Judging by these quotes it looks very much like Valencia’s time at the club is over. Getting back now and proving his fitness will be difficult given Luke Shaw’s rise causing the shunting of Ashley Young to right-back. Young is extremely versatile in where he can play and is also much less injury-prone than Valencia, meaning that it’s hard to see where Valencia fits in. Added to the fact that United will surely want to slowly transition Dalot into the right-back spot, it becomes incredibly difficult to see what the benefits are for anyone involved here.
Valencia has been an outstanding servant for United, but perhaps the time has come where it benefits both parties to part ways.
Berbatov on Lukaku“And don’t make the mistake of thinking he has to play central. In modern football many teams play with three upfront and that trio can switch positions and confuse the opposition.”
“Lukaku is capable of using the space really well when he drifts left or right and has made a few assists from those positions.”
“The ball Lukaku played for Lingard against Liverpool, there aren’t many players who can make that pass. It was like watching Xavi or Iniesta! Lukaku is not one-dimensional like some people assume.”

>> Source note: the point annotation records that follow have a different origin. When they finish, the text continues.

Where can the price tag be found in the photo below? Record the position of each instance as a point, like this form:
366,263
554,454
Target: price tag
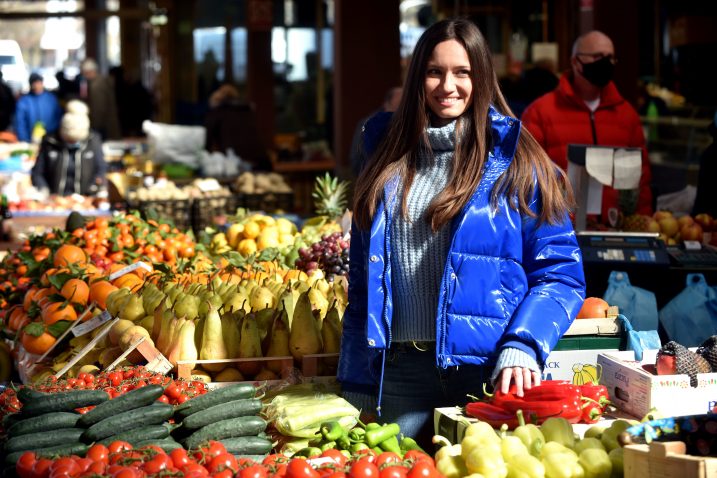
130,268
92,324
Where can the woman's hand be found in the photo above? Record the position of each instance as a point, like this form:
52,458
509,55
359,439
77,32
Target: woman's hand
524,379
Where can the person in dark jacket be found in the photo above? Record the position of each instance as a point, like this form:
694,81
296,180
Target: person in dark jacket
71,160
465,268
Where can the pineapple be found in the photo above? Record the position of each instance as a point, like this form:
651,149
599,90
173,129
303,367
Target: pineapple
330,196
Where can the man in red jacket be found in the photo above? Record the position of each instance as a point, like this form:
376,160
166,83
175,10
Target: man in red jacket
586,108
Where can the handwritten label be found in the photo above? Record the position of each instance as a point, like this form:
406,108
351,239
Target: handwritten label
92,324
130,268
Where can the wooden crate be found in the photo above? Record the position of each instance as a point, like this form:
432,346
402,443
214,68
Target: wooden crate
666,460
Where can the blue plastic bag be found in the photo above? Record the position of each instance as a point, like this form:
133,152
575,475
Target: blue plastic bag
691,316
637,304
639,340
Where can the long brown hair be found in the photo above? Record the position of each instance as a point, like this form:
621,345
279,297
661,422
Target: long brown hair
398,152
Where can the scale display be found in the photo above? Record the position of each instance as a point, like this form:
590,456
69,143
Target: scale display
623,247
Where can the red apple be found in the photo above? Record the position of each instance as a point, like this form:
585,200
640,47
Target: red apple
706,221
691,232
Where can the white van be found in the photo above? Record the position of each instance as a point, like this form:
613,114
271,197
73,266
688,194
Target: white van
13,66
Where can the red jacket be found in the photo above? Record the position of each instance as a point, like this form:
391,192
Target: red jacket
561,117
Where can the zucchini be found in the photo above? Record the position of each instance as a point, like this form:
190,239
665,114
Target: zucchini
64,401
232,427
125,421
136,435
167,444
215,397
237,408
247,445
46,422
33,441
139,397
75,448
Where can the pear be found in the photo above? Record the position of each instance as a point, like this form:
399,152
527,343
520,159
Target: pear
249,346
305,337
279,342
213,346
331,335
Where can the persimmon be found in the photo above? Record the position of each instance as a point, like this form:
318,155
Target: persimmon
56,311
99,290
37,345
76,290
593,308
68,254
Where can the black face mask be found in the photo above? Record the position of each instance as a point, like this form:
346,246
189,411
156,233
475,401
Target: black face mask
599,73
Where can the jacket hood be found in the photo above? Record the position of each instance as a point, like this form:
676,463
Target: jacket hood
608,97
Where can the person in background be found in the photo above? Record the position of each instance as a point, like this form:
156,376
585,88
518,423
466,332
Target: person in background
71,160
390,102
232,124
98,92
465,268
7,104
586,108
37,113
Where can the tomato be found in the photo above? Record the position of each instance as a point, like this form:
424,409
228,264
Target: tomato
222,462
393,471
25,464
253,471
387,457
300,468
339,458
179,457
98,452
363,468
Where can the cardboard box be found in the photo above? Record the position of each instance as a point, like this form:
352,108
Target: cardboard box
635,390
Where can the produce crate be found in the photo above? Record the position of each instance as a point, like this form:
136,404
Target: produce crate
267,202
211,211
666,460
175,210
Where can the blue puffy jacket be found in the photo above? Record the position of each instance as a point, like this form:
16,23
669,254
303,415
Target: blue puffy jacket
508,280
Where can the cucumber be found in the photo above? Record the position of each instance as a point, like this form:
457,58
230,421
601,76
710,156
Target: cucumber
64,401
237,408
125,421
75,448
247,445
232,427
46,422
215,397
167,444
33,441
136,435
139,397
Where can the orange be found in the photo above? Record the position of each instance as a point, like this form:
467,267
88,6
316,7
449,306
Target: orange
76,290
69,254
56,311
37,345
99,291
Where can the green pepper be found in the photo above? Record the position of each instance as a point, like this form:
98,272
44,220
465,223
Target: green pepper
391,444
331,430
529,434
408,443
375,436
309,452
596,463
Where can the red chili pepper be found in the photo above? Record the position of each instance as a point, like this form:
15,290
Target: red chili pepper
492,414
596,392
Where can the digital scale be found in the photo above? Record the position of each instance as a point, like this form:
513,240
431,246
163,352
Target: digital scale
614,248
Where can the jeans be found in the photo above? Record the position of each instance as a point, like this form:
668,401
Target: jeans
413,386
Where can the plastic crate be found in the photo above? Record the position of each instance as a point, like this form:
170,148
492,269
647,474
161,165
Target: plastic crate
177,211
267,202
211,211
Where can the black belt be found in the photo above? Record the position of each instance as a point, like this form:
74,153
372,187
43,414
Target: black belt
414,346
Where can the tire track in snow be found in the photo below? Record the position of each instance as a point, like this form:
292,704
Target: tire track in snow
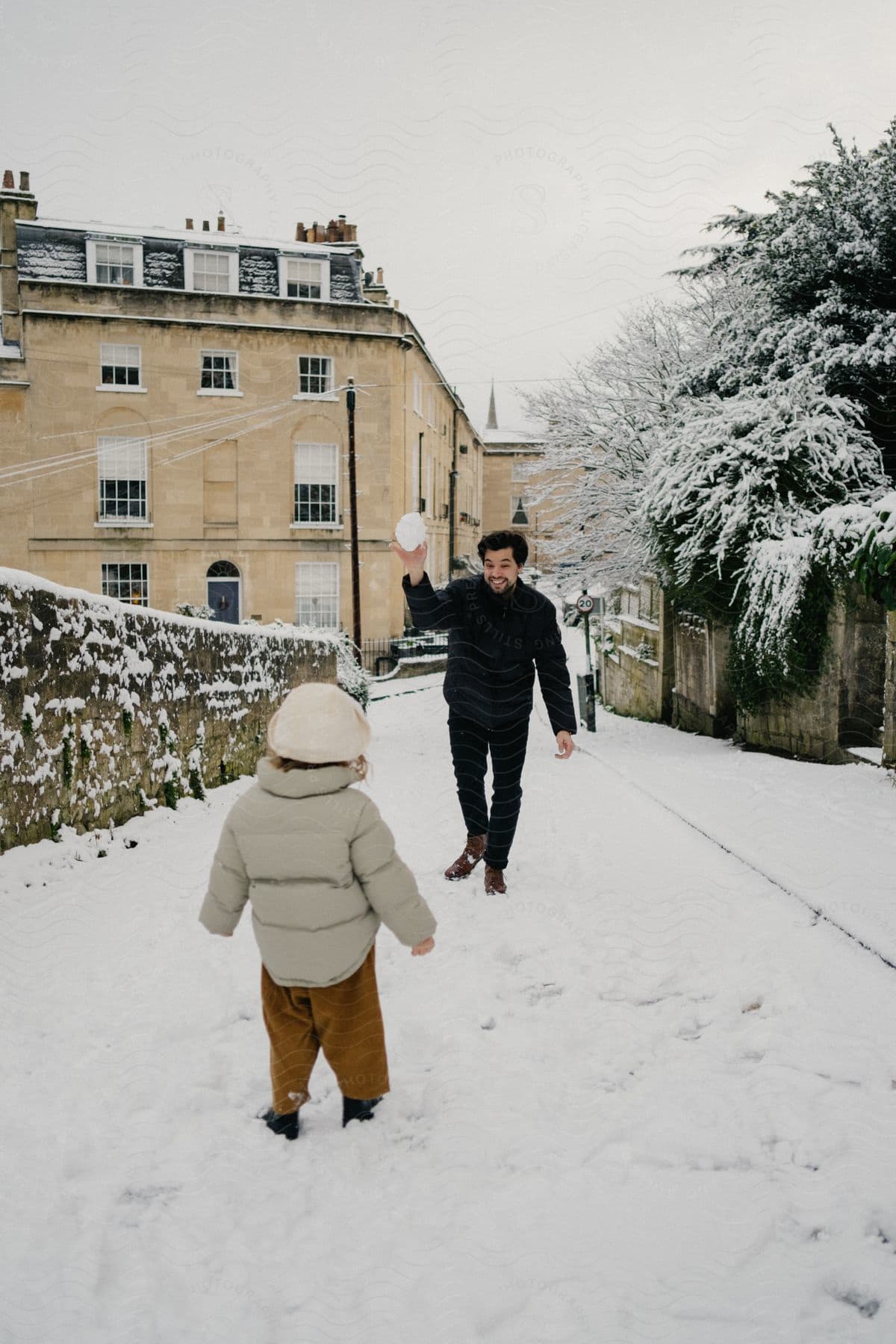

Okay, so crazy Xavi comparisons aside, the most fascinating point that Berbatov makes here is Lukaku’s ability to play out wide. Belgium did not always employ Lukaku centrally during the World Cup, to particular effect in the Brazil game, meaning Lukaku could terrorise physically weak full backs.
Indeed the future for United does not need to be Lukaku or Rashford….it can be both. The downside is the reduction in speed of benching players like Lingard to make room for a more pragmatic presence. In this regard Solskjaer has long appeared to be an idealist.
Solskjaer on Luke Shaw“I don’t know what I’ve done differently,”
“He’s played but it’s him. He’s got another couple of years in him, Luke, and when he decides to drive forward and goes into fifth gear there’s no-one quicker, no-one as sharp.”
“Confidence grows when you play well and I’ve been delighted with his performances.”
The first sentence says it all, ie, Jose ruined a perfectly talented youngster through a bullying mentality. To be fair this appears to be accurate barring one area of disruption.
Shaw has been excellent going forward, yes, but some of his defensive work has been found severely wanting. His positioning and focus has been questionable and there is no doubt that these are characteristics which Mourinho valued highest. These still have not been rectified under Solskjaer. The difference is that Solskjaer can overlook these weaknesses because of his extra emphasis on attack. Sure, Shaw was partially at fault for Crystal Palace’s goal this week…but then he also assisted one of United’s goals and it is in the scoring were Solskjaer will place importance.